Abstract:
Periodontal disease is the second most common oral health problem after dental caries. This increasing prevalence makes it not only a health problem, but also a social issue. The pathogenesis of periodontal disease is associated with a number of adverse exogenous and endogenous factors, including hyperhomocysteinemia (HHcy).
This study aimed to determine the features of bone metabolism in rats with lipopolysaccharide (LPS)-induced periodontitis combined with chronic thiolactone HHcy.
Forty-eight white, non-linear, mature rats were divided into 4 groups: control (n = 12); LPS‑induced periodontitis (n = 12); chronic thiolactone HHcy (n = 12); and periodontitis combined with HHcy (n = 12). The rats were sacrificed the day after the last LPS injection or the day after the last homocysteine (Hcy) thiolactone administration. Bone metabolism was determined based on the activity of alkaline phosphatase (ALP) and acid phosphatase (AP) in blood serum and periodontal homogenate.
A decrease in ALP activity (by 40.1%; р = 0.001) and the mineralization index (MI) (3.5 times; р < 0.001) with an increase in AP activity (2.0 times; р < 0.001) was observed in the periodontal homogenate of rats with LPS‑induced periodontitis. In the case of LPS‑induced periodontitis combined with chronic thiolactone HHcy, more pronounced changes in the activity of phosphatases and in MI were established as compared to rats with LPS‑induced periodontitis only.
Chronic thiolactone HHcy enhances disturbances in bone metabolism in LPS‑induced periodontitis. The osteotoxic effect of HHcy is associated with the activation of osteoclastogenesis and enhanced bone resorption. However, further research is required on the subject.
This study aimed to determine the features of bone metabolism in rats with lipopolysaccharide (LPS)-induced periodontitis combined with chronic thiolactone HHcy.
Forty-eight white, non-linear, mature rats were divided into 4 groups: control (n = 12); LPS‑induced periodontitis (n = 12); chronic thiolactone HHcy (n = 12); and periodontitis combined with HHcy (n = 12). The rats were sacrificed the day after the last LPS injection or the day after the last homocysteine (Hcy) thiolactone administration. Bone metabolism was determined based on the activity of alkaline phosphatase (ALP) and acid phosphatase (AP) in blood serum and periodontal homogenate.
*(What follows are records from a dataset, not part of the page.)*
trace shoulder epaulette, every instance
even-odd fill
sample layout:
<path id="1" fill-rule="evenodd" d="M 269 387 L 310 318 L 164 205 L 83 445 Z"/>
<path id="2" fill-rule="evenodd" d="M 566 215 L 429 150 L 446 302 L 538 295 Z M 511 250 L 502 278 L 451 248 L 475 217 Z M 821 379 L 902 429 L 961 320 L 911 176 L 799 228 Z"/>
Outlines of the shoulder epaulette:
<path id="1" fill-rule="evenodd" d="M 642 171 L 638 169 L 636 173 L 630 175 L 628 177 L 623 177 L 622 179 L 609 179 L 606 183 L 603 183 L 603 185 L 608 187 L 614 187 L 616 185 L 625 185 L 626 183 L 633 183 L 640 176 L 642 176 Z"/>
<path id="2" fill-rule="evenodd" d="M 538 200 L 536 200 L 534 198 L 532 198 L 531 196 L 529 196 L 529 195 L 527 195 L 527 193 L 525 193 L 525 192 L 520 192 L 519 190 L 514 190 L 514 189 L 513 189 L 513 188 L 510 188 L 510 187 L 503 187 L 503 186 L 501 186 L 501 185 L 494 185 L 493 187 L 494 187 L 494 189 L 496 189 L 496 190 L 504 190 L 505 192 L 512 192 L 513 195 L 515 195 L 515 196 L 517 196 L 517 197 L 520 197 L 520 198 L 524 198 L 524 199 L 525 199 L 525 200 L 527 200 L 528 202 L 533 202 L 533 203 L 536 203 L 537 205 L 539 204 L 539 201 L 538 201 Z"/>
A decrease in ALP activity (by 40.1%; р = 0.001) and the mineralization index (MI) (3.5 times; р < 0.001) with an increase in AP activity (2.0 times; р < 0.001) was observed in the periodontal homogenate of rats with LPS‑induced periodontitis. In the case of LPS‑induced periodontitis combined with chronic thiolactone HHcy, more pronounced changes in the activity of phosphatases and in MI were established as compared to rats with LPS‑induced periodontitis only.
Chronic thiolactone HHcy enhances disturbances in bone metabolism in LPS‑induced periodontitis. The osteotoxic effect of HHcy is associated with the activation of osteoclastogenesis and enhanced bone resorption. However, further research is required on the subject.
摘要:
牙周病是仅次于龋齿的第二大常见口腔健康问题。这种日益增长的患病率不仅使其成为健康问题,也是一个社会问题。牙周病的发病机制与许多不良的外源性和内源性因素有关,包括高同型半胱氨酸血症(HHcy)。
本研究旨在确定脂多糖(LPS)诱导的牙周炎合并慢性硫内酯HHcy大鼠的骨代谢特征。
四十八白色,非线性,将成熟大鼠分为4组:对照组(n=12);LPS诱导的牙周炎(n=12);慢性硫内酯HHcy(n=12);牙周炎合并HHcy(n=12)。在最后一次LPS注射后的第二天或最后一次高半胱氨酸(Hcy)硫内酯给药后的第二天处死大鼠。根据血清和牙周匀浆中碱性磷酸酶(ALP)和酸性磷酸酶(AP)的活性测定骨代谢。
在LPS诱导的牙周炎大鼠的牙周匀浆中观察到ALP活性(40.1%;中示=0.001)和矿化指数(MI)(3.5倍;中示<0.001)随着AP活性的增加(中示出2.0倍;中示出<0.001)。在LPS诱导的牙周炎合并慢性硫内酯HHcy的情况下,与仅患有LPS诱导的牙周炎的大鼠相比,磷酸酶活性和MI的变化更为明显。
慢性硫内酯HHcy增强LPS诱导的牙周炎中骨代谢紊乱.HHcy的骨毒性作用与破骨细胞生成的激活和骨吸收的增强有关。然而,这个问题需要进一步的研究。
本研究旨在确定脂多糖(LPS)诱导的牙周炎合并慢性硫内酯HHcy大鼠的骨代谢特征。
四十八白色,非线性,将成熟大鼠分为4组:对照组(n=12);LPS诱导的牙周炎(n=12);慢性硫内酯HHcy(n=12);牙周炎合并HHcy(n=12)。在最后一次LPS注射后的第二天或最后一次高半胱氨酸(Hcy)硫内酯给药后的第二天处死大鼠。根据血清和牙周匀浆中碱性磷酸酶(ALP)和酸性磷酸酶(AP)的活性测定骨代谢。
在LPS诱导的牙周炎大鼠的牙周匀浆中观察到ALP活性(40.1%;中示=0.001)和矿化指数(MI)(3.5倍;中示<0.001)随着AP活性的增加(中示出2.0倍;中示出<0.001)。在LPS诱导的牙周炎合并慢性硫内酯HHcy的情况下,与仅患有LPS诱导的牙周炎的大鼠相比,磷酸酶活性和MI的变化更为明显。
慢性硫内酯HHcy增强LPS诱导的牙周炎中骨代谢紊乱.HHcy的骨毒性作用与破骨细胞生成的激活和骨吸收的增强有关。然而,这个问题需要进一步的研究。